Load a List of Objects as Dataset in ML.NET

In ML.NET, you can load a list of objects as a dataset using the DataView API. ML.NET provides a flexible way to represent data as DataView, which can be consumed by machine learning algorithms. To do this, you’ll need to follow these steps:

  1. Define the class for your data objects: Create a class that represents the structure of your data. Each property of the class corresponds to a feature in your dataset.
  2. Create a list of data objects: Instantiate a list of objects with your data. Each object in the list represents one data point.
  3. Convert the list to a DataView: Use the MLContext class to create a DataView from the list of objects.

Here’s a step-by-step implementation:

Step 1: Define the class for your data objects

Assuming you have a class DataObject with properties Feature1, Feature2, and Label, it should look like this:

public class DataObject
{
    public float Feature1 { get; set; }
    public float Feature2 { get; set; }
    public float Label { get; set; }
}

Step 2: Create a list of data objects

Create a list of DataObject instances containing your data points:

var dataList = new List<DataObject>
{
    new DataObject { Feature1 = 1.2f, Feature2 = 5.4f, Label = 0.8f },
    new DataObject { Feature1 = 2.1f, Feature2 = 3.7f, Label = 0.5f },
    // Add more data points here
};

Step 3: Convert the list to a DataView

Use the MLContext class to create a DataView from the list of objects:

using System;
using System.Collections.Generic;
using Microsoft.ML;

// ...

var mlContext = new MLContext();

// Convert the list to a DataView
var dataView = mlContext.Data.LoadFromEnumerable(dataList);

Now you have the dataView, which you can use to train and evaluate your machine learning model in ML.NET. The DataView can be directly consumed by ML.NET’s algorithms or be pre-processed using data transformations.

Remember to replace DataObject with your actual class and modify the properties accordingly based on your dataset.

Load a Text File Dataset in ML.NET

Introduction

Machine learning has revolutionized the way we process and analyze data, making it easier to derive valuable insights and predictions.

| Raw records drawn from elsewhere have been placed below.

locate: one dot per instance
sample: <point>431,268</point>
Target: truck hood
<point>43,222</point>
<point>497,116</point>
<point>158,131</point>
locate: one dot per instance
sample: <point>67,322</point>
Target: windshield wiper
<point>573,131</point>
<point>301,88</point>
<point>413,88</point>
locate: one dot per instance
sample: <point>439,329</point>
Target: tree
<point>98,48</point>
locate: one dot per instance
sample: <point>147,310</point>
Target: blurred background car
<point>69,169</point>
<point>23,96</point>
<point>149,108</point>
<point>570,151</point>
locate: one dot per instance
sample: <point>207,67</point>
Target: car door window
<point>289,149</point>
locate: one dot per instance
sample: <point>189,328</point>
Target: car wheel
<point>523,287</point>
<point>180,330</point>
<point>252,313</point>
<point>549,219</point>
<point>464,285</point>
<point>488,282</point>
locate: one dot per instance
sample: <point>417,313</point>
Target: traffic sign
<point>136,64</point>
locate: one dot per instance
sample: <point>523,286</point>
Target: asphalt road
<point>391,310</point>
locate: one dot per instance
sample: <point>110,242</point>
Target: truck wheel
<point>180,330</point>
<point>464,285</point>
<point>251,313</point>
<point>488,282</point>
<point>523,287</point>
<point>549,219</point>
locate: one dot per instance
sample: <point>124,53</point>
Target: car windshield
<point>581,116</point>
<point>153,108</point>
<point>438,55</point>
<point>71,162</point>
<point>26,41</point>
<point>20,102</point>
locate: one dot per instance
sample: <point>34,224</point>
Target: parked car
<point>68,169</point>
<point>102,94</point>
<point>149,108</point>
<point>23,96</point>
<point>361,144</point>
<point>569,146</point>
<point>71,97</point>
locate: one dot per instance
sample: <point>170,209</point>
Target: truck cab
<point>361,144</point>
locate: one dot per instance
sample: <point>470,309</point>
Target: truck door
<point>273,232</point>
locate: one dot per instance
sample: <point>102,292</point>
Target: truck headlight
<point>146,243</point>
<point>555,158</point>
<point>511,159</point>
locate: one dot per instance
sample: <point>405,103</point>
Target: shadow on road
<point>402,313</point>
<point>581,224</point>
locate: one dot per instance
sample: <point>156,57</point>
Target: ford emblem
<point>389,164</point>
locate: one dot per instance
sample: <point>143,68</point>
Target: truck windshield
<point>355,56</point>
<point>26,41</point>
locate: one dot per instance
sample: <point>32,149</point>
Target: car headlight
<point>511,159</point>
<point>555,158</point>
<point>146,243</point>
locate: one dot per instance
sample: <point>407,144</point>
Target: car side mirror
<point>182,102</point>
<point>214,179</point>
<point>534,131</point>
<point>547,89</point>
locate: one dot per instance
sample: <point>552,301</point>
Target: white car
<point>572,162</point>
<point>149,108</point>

ML.NET, developed by Microsoft, is a powerful and user-friendly framework that allows developers to integrate machine learning into their .NET applications. One of the fundamental tasks in machine learning is loading datasets for model training or analysis. In this blog post, we’ll explore how to load a text file dataset using ML.NET and prepare it for further processing.

The Dataset

Let’s start with a simple dataset stored in a text file named data.txt. The dataset contains two columns: “City” and “Temperature”. Each row corresponds to a city’s name and its respective temperature. Here’s how the data.txt file looks:

City,Temperature 
Rasht,24 
Tehran,28 
Tabriz,8 
Ardabil,4

The Data Transfer Object (DTO)

In ML.NET, we need to create a Data Transfer Object (DTO) that represents the structure of the data we want to load. The DTO is essentially a C# class that matches the schema of our dataset. In our case, we’ll define a DataDto class to represent each row in the data.txt file. Here’s the DataDto.cs file:

public class DataDto
{
    [LoadColumn(0), ColumnName("City")] 
    public string City { get; set; }
    
    [LoadColumn(1), ColumnName("Temperature")]
    public float Temperature { get; set; }
}

The DataDto class has two properties, City and Temperature, which correspond to the columns in the dataset. The properties are decorated with attributes: LoadColumn and ColumnName. The LoadColumn attribute specifies the index of the column from which the property should load its data (0-based index), and the ColumnName attribute assigns the name for the corresponding column in the loaded data.

Loading the Dataset

With the DTO in place, we can now proceed to load the dataset using ML.NET. The entry point for ML.NET operations is the MLContext class. In our Program.cs, we’ll create an instance of MLContext, specify the path to the text file, and load the data into a DataView.

using System;
using Microsoft.ML;

public class Program
{
    static void Main()
    {
        // Create an MLContext
        var mlContext = new MLContext();
        
        // Specify the path to the text file dataset
        string dataPath = "data.txt";
        
        // Load the data from the text file into a DataView using the DataDto class as the schema
        var dataView = mlContext.Data.LoadFromTextFile<DataDto>(dataPath, separatorChar: ',', hasHeader: true);
        
        // Now you can use the dataView for further processing, like training a model, data analysis, etc.
        // ...
    }
}

The LoadFromTextFile method takes the path to the dataset file (dataPath) as well as the separator character (, in our case) and a boolean indicating whether the file has headers (hasHeader: true).

Conclusion

In this blog post, we’ve learned how to load a text file dataset in ML.NET using a Data Transfer Object (DTO) to define the structure of the data. By leveraging the LoadFromTextFile method, we can easily read the dataset into a DataView and utilize it for further processing, such as training a machine learning model or conducting data analysis. ML.NET simplifies the process of integrating machine learning capabilities into .NET applications, making it accessible to a broader range of developers and opening up new possibilities for data-driven solutions.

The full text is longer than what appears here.